I also went to clear the magazine stack for December after these books. Sky & Telescope is transitioning from the Zinio app to ... something else. Couldn't find the December issue, just February - they publish fairly far ahead so people can plan their observing schedules. After a very unhelpful reply from their customer service, I decided I'm going to quit reading it, and not renew my subscription, which expires in April. I get plenty of astronomy news and pix from several blogs whose RSS feeds I follow. Wow, end of an era, I have been getting S&T for 30 or 40 years. Does this qualify as an old dog learning a new trick? Or unlearning an old trick?

Monday, December 02, 2019

Music In - and Almost Timely!

August, September, October, and the 1st 1/2 of November.
  • Of Monsters And Men, "FEVER DREAMS", 2019, 11 tracks. Well-engineered alternative rock, no standout tunes. 3 stars.
  • Buddy Guy, "Skin Deep", 2008, 12 tracks. Someone requested that I work up the title track, "Skin Deep". It was a good tune & I enjoyed working it up. Of course, it is the standout track on the album. 4 stars for "Skin Deep" with Derek Trucks on slide guitar, 3 stars for the rest, despite Clapton playing on 1 song & Robert Randolph on 2.

  • Dave Alvin, "The Best Of The HighTone Years", 2008, 18 tracks. This was pulled up for purchase on my friend Steve Konopka's computer at the time of his death. His wife went on and bought it, she said this guy was 1 of Steve's favorite guitarists. The material is all over the place - folk, country, rock, southern rock - apparently he considered himself Americana. I don't have an Americana genre so I made him Southern Rock. 3 stars.
  • The Teskey Brothers, "Half Mile Harvest", 2018, 10 tracks. A recommendation from an old friend & coworker who is in the process of becoming an Australian. You listen to this & go, OK, black dudes in the US playing some decent R&B. Then find out, 4 white Australian dudes playing some decent R&B. 4 stars. Here's "I Get Up".

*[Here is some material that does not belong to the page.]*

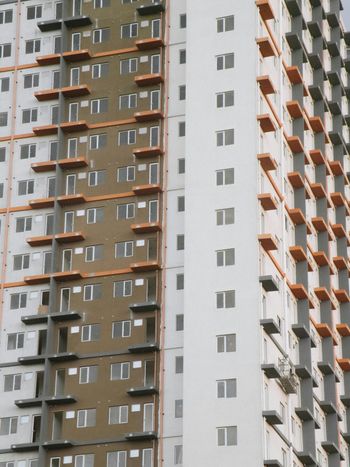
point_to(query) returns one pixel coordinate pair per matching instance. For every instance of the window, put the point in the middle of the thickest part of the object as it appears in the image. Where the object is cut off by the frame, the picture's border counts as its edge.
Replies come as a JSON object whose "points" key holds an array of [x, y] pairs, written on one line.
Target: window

  • Pernice Brothers, "Spread The Feeling", 2019, 13 tracks. Bandcamp I think. Very nice, reminds me of, maybe, Matt Duncan, or the Jayhawks? These guys have been around since 1996, but this is their 1st album since 2010. 4 stars. They have broken my system, there are no videos for this album on YouTube yet. I was going to include "The Devil and The Jinn".
  • Ra Ra Riot, "Superbloom", 2019, 12 tracks. There very latest. OK tunes but I realized one of the things I really liked about their 1st album, "The Rhumb Line", which included a 5-star song, was the strings. I think they had female violin & cello players. No more strings anymore, just synthesizers. I'm guessing intra-band romances got terminated. Too bad. 3 stars.
  • The Grateful Dead, "From The Mars Hotel", 1974, 8 tracks. Saw a reference to this and wondered why I didn't have it. No great tracks; "US Blues" probably the strongest. 3 stars.
  • Winds, "Venus And Mars (Deluxe / Remaster), 1975, 28 tracks. Someone was telling me I needed to listen to "Magneto And Titanium Man", which was on this album. At $12.49 for 28 tracks, this wound up being quite the music value. In addition to the original album, there are several singles that were never on an album: "Junior's Farm", "Sally G", others? There are also 10 or so outtakes, jams, not of much interest unless you are a total Wings/McCartney fan. 18x 4-star, 8x 3-star, 2x 2-star (for old versions, standard handling). Here's "Sally G." recorded in Nashville. Pedal steel FTW!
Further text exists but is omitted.